Using remote_api with OpenID authentication

When we recently released integrated OpenID support for App Engine, one unfortunate side-effect for apps that enable it was disruption to authenticated, programmatic access to your App Engine app. Specifically, if you've switched your app to use OpenID for authentication, remote_api - and the remote_api console - will no longer work.

The bad news is that fixing this is tough: OpenID is designed as a browser-interactive authentication mechanism, and it's not clear what the best way to do authentication for command line tools like the remote_api console is going to be. Quite likely the solution will involve our OAuth support and stored credentials - stay tuned!

The good news, though, is that there's a workaround that you can use right now, without compromising the security of your app. It's a bit of a hack, though, so brace yourself!

The essential insight behind the hack is that if we can trick the SDK into thinking that it's authenticating against the development server instead of production, it will prompt the user for an email address and password, then send that email address embedded in the 'dev_appserver_login' cookie with all future requests. We can then use the email field to instead hold a secret key that we can use to authenticate you to your app.

This requires only a simple modification to the server component of remote_api, using the techniques I previously outlined, and no modification at all to your SDK. Without further ado, here's the patch:

from google.appengine.ext.remote_api import handler
from google.appengine.ext import webapp
from google.appengine.ext.webapp.util import run_wsgi_app

import re


MY_SECRET_KEY = 'topsecret'


cookie_re = re.compile('^"([^:]+):.*"$')


class ApiCallHandler(handler.ApiCallHandler):
  def CheckIsAdmin(self):
    login_cookie = self.request.cookies.get('dev_appserver_login', '')
    match = cookie_re.search(login_cookie)
    if (match and match.group(1) == MY_SECRET_KEY
        and 'X-appcfg-api-version' in self.request.headers):
      return True
    else:
      self.redirect('/_ah/login')
      return False


application = webapp.WSGIApplication([('.*', ApiCallHandler)])


def main():
  run_wsgi_app(application)


if __name__ == '__main__':
  main()

This should be fairly easy to understand, but let's go through it piece by piece. First, we define a constant, 'MY_SECRET_KEY'. I highly recommend setting this to something other than the string 'topsecret', as we have in this demo! Then, we define a regular expression that matches the email part of the dev_appserver_login cookie.

The class ApiCallHandler extends the regular remote_api handler as we demonstrated in the previous article, and overrides its "CheckIsAdmin" method. This method is responsible for doing authentication, and usually it simply checks that the user is logged in as an administrator using the Users API. In this case, though, we instead look for the dev_appserver_login cookie, and if it exists, check if the secret key matches. If it does not, we send the user a redirect to '/_ah/login', and indicate that authentication was not successful.

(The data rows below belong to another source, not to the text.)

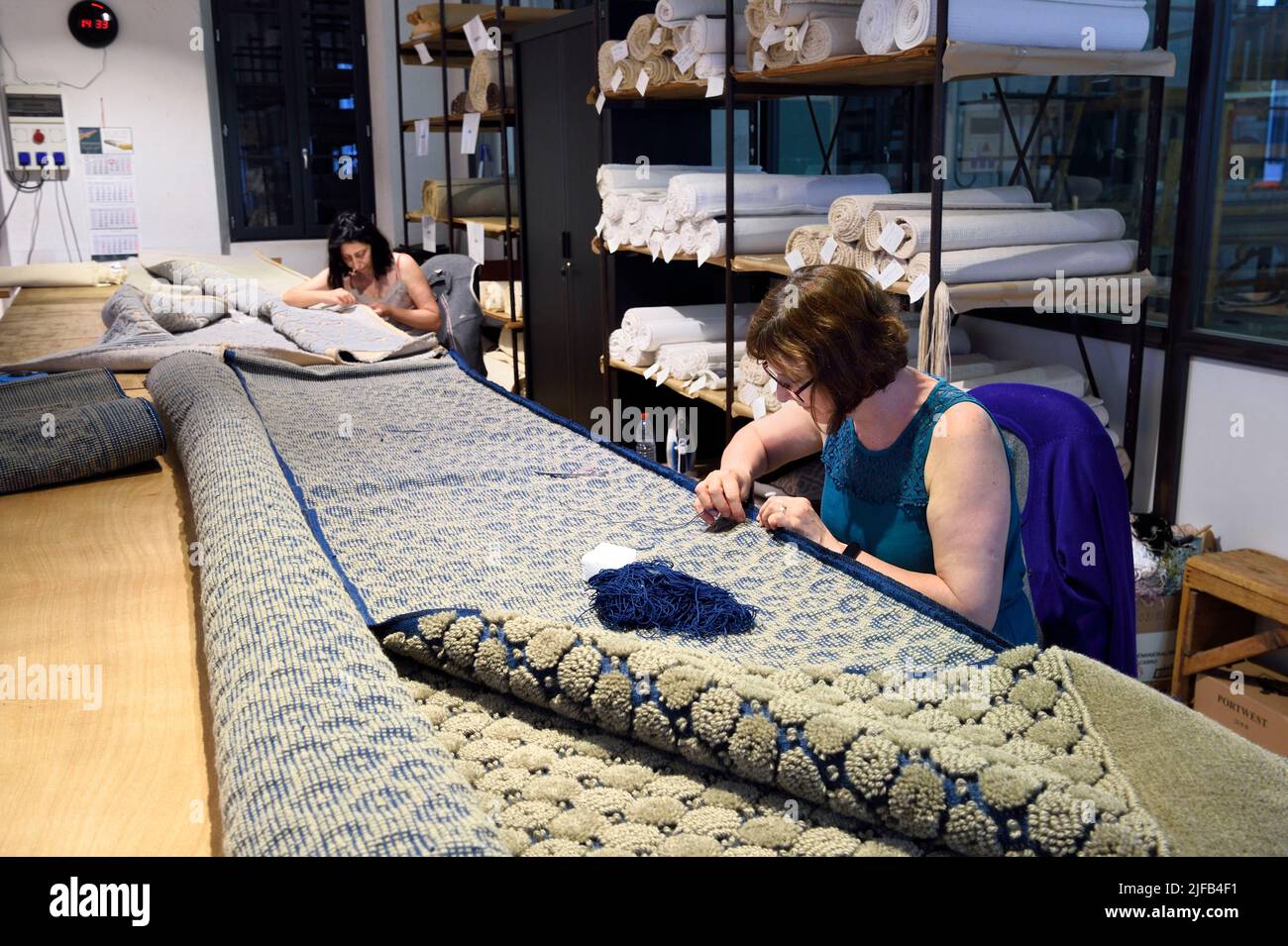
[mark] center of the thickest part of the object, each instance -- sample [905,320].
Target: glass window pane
[1245,265]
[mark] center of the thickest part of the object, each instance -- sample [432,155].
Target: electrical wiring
[58,209]
[35,223]
[71,223]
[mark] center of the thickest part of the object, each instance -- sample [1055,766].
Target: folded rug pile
[64,428]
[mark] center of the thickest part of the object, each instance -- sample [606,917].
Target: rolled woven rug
[484,90]
[604,63]
[845,216]
[751,370]
[876,26]
[630,69]
[844,254]
[639,35]
[828,37]
[806,241]
[660,69]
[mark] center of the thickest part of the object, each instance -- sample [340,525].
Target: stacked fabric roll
[471,197]
[649,47]
[782,33]
[684,341]
[889,26]
[483,89]
[769,207]
[634,203]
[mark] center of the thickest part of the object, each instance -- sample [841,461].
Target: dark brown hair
[838,327]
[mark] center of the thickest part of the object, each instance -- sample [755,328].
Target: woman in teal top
[918,477]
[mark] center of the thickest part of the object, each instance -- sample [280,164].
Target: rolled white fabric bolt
[797,12]
[671,12]
[828,37]
[876,26]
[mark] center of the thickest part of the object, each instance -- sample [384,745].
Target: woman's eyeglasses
[795,391]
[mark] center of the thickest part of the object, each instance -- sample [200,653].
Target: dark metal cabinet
[558,139]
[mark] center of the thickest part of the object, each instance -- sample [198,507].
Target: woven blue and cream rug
[400,659]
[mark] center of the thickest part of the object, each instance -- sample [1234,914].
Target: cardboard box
[1157,619]
[1258,713]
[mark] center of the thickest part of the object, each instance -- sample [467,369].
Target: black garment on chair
[451,277]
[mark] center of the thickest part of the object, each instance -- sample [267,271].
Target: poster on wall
[107,154]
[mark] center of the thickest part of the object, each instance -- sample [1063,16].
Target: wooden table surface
[97,573]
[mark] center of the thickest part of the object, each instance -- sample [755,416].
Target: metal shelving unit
[452,52]
[925,64]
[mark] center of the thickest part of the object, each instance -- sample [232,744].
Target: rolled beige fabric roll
[660,69]
[845,216]
[605,64]
[806,240]
[872,228]
[484,85]
[828,37]
[844,255]
[639,35]
[751,370]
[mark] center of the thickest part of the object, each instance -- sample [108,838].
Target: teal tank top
[879,499]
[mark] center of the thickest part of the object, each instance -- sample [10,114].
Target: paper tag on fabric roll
[605,555]
[890,274]
[477,34]
[686,58]
[890,237]
[918,287]
[828,250]
[471,132]
[475,239]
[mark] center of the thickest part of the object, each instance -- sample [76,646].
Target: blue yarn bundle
[652,594]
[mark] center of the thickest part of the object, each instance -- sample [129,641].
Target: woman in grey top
[361,267]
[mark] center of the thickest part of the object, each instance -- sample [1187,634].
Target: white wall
[155,85]
[1236,482]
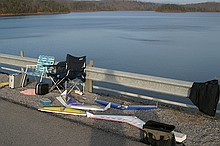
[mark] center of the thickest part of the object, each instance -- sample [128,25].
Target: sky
[180,1]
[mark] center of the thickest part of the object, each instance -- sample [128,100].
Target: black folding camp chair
[71,71]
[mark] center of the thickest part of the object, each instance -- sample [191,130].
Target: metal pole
[22,55]
[89,83]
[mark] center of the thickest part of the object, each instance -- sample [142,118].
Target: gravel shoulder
[201,130]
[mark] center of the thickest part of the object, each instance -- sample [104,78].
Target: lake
[183,46]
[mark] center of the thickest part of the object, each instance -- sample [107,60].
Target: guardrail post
[89,83]
[22,55]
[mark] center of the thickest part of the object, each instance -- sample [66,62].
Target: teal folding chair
[41,68]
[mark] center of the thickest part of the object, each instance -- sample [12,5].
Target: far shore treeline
[26,7]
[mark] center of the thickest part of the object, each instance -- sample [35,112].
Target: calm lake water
[184,46]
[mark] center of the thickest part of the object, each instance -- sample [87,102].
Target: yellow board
[62,110]
[3,84]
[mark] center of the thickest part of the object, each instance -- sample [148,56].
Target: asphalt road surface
[26,127]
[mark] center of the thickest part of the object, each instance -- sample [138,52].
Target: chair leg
[73,86]
[55,85]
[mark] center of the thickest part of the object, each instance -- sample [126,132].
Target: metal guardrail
[132,80]
[18,61]
[145,82]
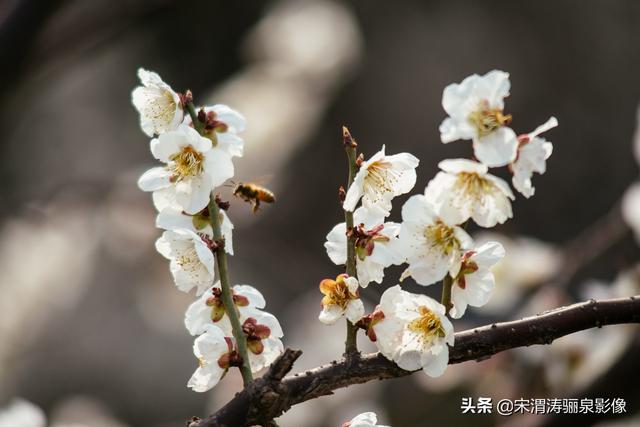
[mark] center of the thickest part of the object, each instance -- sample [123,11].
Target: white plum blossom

It's this redirect that is essential to the hack. The way the SDK determines if it's authenticating against a development server or production is by checking the nature of the redirect sent back from unauthenticated requests; if it gets a redirect to '/_ah/login', it assumes it's the dev_appserver it's talking to, and assembles the login cookie that we check for above.

Only one other change is required to make use of this hack - you must update your mapping in app.yaml to send remote_api requests to our custom handler, rather than the standard one. Save the above file as remote_api.py, and replace the remote_api handler in app.yaml with the following:

- url: /remote_api
  script: remote_api.py

Note that we didn't include the usual "login: admin" declaration in this handler. It's important that you leave that out: without it, our handler will do the authentication itself using our hack, but if you leave it in, execution never reaches our handler - the App Engine infrastructure checks for a regular OpenID login, and refuses to execute our code if it's not present.